For some, TechShop represents a raised fist in the age of Made In China—and an opportunity to opt out of mass-market consumption and unleash their own creativity. They are tinkering at TechShop, testing out ideas at a rapid pace, and getting help from the other makers around them. “Specific movements come and go, but the basic phenomenon is big and growing,” says Eric von Hippel, a professor of technological innovation at the MIT Sloan School of Management. “People are not finding what they want on the market and are choosing to create what they want.”
Tamim Hamid has felt the benefits of TechShop on a visceral level. For years he watched as male pattern baldness set in and started eating away at his wavy black hair. A Silicon Valley biomedical engineer, Hamid dreamed up a helmet outfitted with dozens of lasers that would fire on the scalp and stimulate hair follicles. He developed the science behind the machine and then went to TechShop to find industrial designers who could develop the helmet and others to create the packaging for the device. “The folks who hang out here are good,” he says. “They’re always getting a lot of work.”
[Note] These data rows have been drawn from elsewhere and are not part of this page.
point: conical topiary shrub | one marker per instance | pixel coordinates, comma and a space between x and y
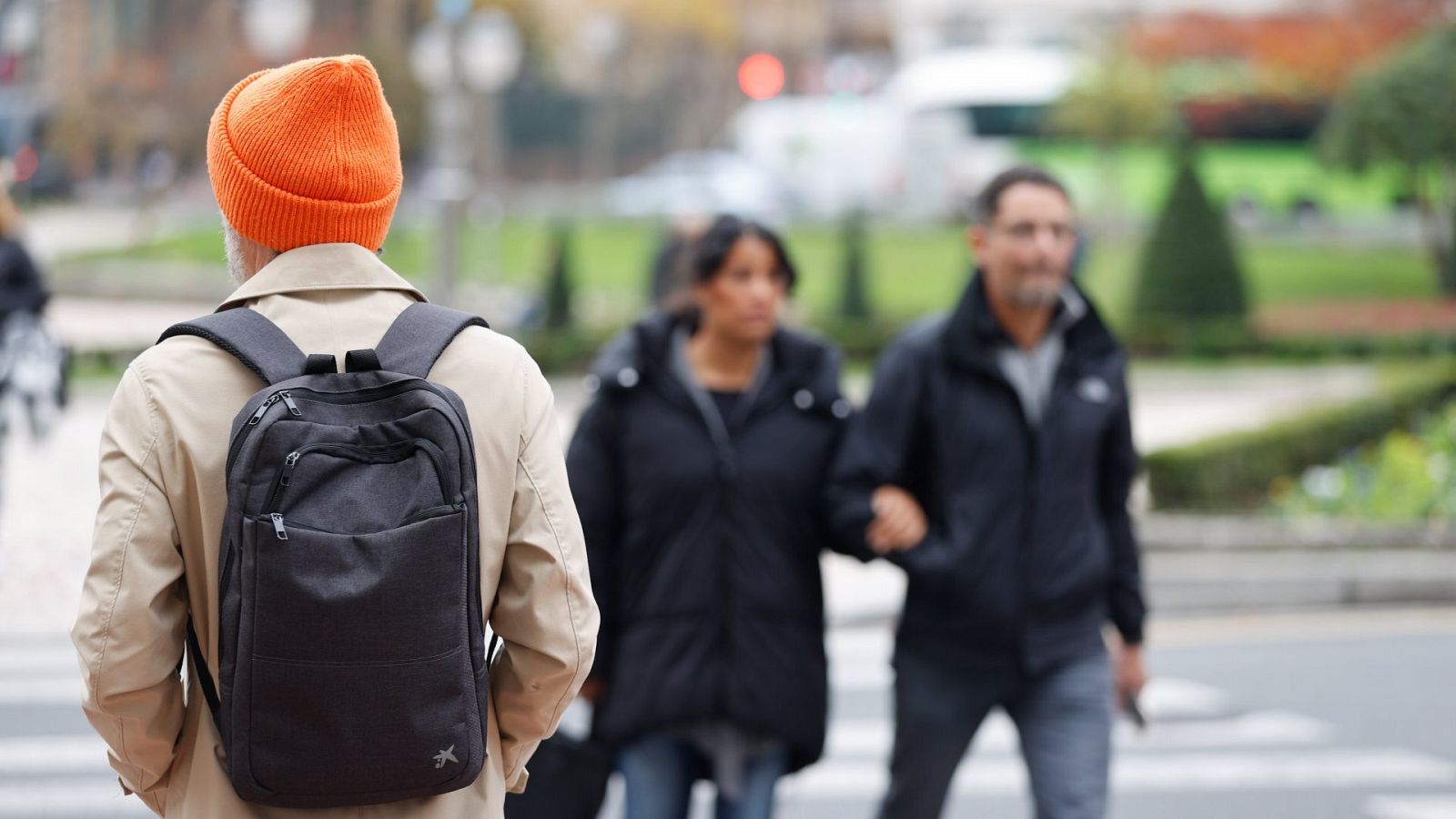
855, 298
1190, 278
560, 283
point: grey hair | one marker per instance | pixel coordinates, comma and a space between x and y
245, 257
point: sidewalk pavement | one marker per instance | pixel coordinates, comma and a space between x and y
50, 499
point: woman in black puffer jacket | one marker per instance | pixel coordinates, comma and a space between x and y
698, 471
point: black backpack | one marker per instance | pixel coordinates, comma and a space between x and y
349, 639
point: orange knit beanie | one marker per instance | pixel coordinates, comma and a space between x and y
308, 153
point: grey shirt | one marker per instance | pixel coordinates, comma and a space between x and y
1033, 372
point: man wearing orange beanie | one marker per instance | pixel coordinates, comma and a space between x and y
305, 164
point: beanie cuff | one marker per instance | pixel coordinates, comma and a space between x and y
276, 217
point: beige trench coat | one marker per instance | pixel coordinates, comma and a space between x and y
157, 540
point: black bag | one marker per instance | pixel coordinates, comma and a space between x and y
351, 658
568, 782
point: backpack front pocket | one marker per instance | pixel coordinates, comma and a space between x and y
359, 729
380, 596
354, 489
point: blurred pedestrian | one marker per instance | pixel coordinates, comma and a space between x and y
698, 471
33, 363
994, 462
672, 286
349, 698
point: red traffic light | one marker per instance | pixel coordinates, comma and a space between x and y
761, 76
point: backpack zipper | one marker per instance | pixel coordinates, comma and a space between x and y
364, 455
281, 526
360, 397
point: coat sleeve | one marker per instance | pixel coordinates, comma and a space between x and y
594, 467
1120, 465
543, 608
128, 632
878, 450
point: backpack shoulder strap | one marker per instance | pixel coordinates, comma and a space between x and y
251, 339
420, 336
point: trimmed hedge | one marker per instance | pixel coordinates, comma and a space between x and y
1235, 471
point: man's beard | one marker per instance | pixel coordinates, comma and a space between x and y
1036, 295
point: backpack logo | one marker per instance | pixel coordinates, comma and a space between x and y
448, 755
1094, 389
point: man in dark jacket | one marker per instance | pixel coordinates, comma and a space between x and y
994, 464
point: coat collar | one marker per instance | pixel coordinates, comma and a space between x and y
644, 354
973, 334
320, 267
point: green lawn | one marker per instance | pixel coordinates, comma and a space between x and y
914, 270
1273, 174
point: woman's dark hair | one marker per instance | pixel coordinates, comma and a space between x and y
713, 247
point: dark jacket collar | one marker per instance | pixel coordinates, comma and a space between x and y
644, 356
973, 334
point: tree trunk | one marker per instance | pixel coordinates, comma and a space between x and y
1436, 234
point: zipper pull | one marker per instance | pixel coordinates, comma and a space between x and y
288, 467
288, 399
264, 409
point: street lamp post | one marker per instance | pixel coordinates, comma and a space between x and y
456, 55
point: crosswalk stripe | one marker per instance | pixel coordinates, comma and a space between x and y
43, 690
1161, 773
65, 797
36, 659
1412, 806
997, 734
51, 753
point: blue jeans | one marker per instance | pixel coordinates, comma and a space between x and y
660, 773
1063, 716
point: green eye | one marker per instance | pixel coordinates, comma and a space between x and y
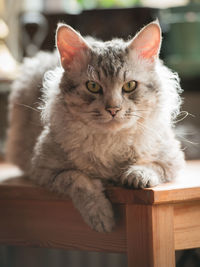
129, 86
93, 87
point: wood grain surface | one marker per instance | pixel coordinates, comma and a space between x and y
185, 188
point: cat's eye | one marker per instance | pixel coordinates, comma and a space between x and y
93, 87
129, 86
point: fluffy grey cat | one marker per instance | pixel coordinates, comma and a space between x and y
106, 115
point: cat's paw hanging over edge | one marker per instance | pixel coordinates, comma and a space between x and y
99, 215
140, 177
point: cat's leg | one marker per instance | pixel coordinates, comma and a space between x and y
87, 196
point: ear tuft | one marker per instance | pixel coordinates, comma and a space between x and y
148, 41
70, 45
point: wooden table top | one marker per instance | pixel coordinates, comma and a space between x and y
185, 188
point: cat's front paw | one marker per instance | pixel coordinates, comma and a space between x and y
140, 177
99, 215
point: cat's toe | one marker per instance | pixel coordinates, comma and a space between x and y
140, 177
100, 216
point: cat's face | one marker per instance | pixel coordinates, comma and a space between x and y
109, 86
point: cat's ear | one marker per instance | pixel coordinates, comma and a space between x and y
148, 41
71, 45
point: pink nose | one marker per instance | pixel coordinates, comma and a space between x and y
113, 110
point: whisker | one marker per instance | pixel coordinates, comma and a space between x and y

Later this month, Hamid will begin selling the Theradome. It started out as a crude 3D-printed plastic model and was then milled out of foam with a carrying case produced on industrial sewing machines. Now it’s a superslick blue-and-white helmet that has an industrial design reminiscent of an Apple laptop. The Food and Drug Administration has approved the device, which people are expected to wear three times a week for 20 minutes. “We’ve tested it on hundreds of people to show that it’s safe,” Hamid says, running his hand through a now-thick mat of salt-and-pepper hair. “It works on anyone.”
Buckley, meanwhile, plans to expand way beyond the DODOcase to fashion all types of accessories for gadgets. In each case, he wants to marry Old World manufacturing techniques with high-tech devices. TechShop served Buckley well once again when he took his girlfriend for a welding class to see if she had the mettle to be a maker. “It was a test, and she passed,” says Buckley. “She’s my wife now.”